Pero no nos excitemos más y quedémonos en la parte humorística de la noticia comentada. Ahí, en lo del humor, los del PP son unos genios, eso sí debemos reconocérselo. Miren lo que han dicho: “El PP ya ha anunciado que pedirá explicaciones al Gobierno en el Congreso por el supuesto trato de favor a Ulibarri y Martínez Parra”. No me digan que no es un chiste: el PP preocupado porque hay gobernantes que dan trato de favor a ciertos empresarios amigos suyos. Plas, plas, plas. Ahora unas pedorretas, vamos.
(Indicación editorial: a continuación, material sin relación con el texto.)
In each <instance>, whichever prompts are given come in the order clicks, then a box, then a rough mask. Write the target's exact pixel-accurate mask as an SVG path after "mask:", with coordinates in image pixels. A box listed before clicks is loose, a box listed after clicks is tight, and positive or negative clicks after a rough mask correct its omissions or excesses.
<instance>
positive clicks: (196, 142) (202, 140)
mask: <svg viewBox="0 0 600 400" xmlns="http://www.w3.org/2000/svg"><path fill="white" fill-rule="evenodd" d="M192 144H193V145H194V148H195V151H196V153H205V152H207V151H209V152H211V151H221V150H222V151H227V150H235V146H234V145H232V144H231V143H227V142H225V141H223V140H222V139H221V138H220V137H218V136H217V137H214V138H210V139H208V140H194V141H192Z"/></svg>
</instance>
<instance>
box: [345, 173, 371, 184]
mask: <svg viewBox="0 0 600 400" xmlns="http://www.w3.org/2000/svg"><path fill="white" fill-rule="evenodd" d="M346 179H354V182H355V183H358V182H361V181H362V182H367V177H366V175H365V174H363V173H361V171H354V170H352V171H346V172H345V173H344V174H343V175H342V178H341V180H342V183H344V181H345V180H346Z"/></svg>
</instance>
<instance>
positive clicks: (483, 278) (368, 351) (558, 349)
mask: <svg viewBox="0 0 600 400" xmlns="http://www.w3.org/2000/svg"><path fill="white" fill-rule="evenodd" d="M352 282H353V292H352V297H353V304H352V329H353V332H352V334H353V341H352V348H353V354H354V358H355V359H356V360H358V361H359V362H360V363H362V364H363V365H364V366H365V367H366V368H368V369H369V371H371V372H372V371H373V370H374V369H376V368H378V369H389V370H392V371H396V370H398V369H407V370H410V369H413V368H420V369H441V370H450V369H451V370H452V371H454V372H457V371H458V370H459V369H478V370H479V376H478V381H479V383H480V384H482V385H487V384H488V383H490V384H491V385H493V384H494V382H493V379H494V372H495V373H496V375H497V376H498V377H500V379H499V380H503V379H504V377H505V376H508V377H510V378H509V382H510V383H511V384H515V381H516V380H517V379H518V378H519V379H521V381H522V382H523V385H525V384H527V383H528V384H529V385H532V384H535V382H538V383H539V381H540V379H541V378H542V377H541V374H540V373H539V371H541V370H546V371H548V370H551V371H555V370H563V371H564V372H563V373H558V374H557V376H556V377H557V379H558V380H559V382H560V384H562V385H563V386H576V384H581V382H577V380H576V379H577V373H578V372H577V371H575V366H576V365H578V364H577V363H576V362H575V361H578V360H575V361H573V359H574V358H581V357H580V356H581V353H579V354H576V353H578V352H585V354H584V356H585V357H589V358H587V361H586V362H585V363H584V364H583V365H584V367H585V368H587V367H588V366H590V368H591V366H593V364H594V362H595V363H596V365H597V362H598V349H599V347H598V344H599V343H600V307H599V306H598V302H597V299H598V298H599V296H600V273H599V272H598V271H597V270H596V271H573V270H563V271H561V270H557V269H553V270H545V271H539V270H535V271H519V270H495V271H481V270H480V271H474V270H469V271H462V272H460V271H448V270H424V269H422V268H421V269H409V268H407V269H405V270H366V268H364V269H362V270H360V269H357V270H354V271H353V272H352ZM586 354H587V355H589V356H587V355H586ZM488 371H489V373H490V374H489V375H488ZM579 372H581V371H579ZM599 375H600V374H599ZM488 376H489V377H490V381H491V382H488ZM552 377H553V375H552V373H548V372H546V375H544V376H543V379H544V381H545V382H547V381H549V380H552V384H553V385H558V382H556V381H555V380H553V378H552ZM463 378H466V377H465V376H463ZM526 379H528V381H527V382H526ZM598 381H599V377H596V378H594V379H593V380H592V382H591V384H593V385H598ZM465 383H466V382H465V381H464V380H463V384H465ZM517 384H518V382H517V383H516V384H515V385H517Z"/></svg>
Miren lo que en la misma información de hoy aparece tres párrafos antes (Teconsa es la empresa del tal Martínez Sierra al que La Moncloa echó una mano, al parecer): “Teconsa aparece en el sumario del caso Gürtel por la presunta adjudicación amañada de otro concurso en Castilla y León para la construcción de un tramo de la variante de Olleros de Alba por 2.847.959 euros. Martínez Parra pagó, supuestamente, una comisión de 73.655 euros a Correa por su mediación ante el entonces consejero de Fomento de la Junta de Castilla y León, José Manuel Fernández Santiago, actual presidente del Parlamento autonómico. El cabecilla de la trama corrupta, a su vez, repartió una parte de ese dinero entre dirigentes del PP”.
Son geniales, todos. Da igual el orden, da igual. Porque a estas alturas no vamos a ponernos a debatir sobre si huele peor la caca de gato o la de perro: mierda todo. Apestan.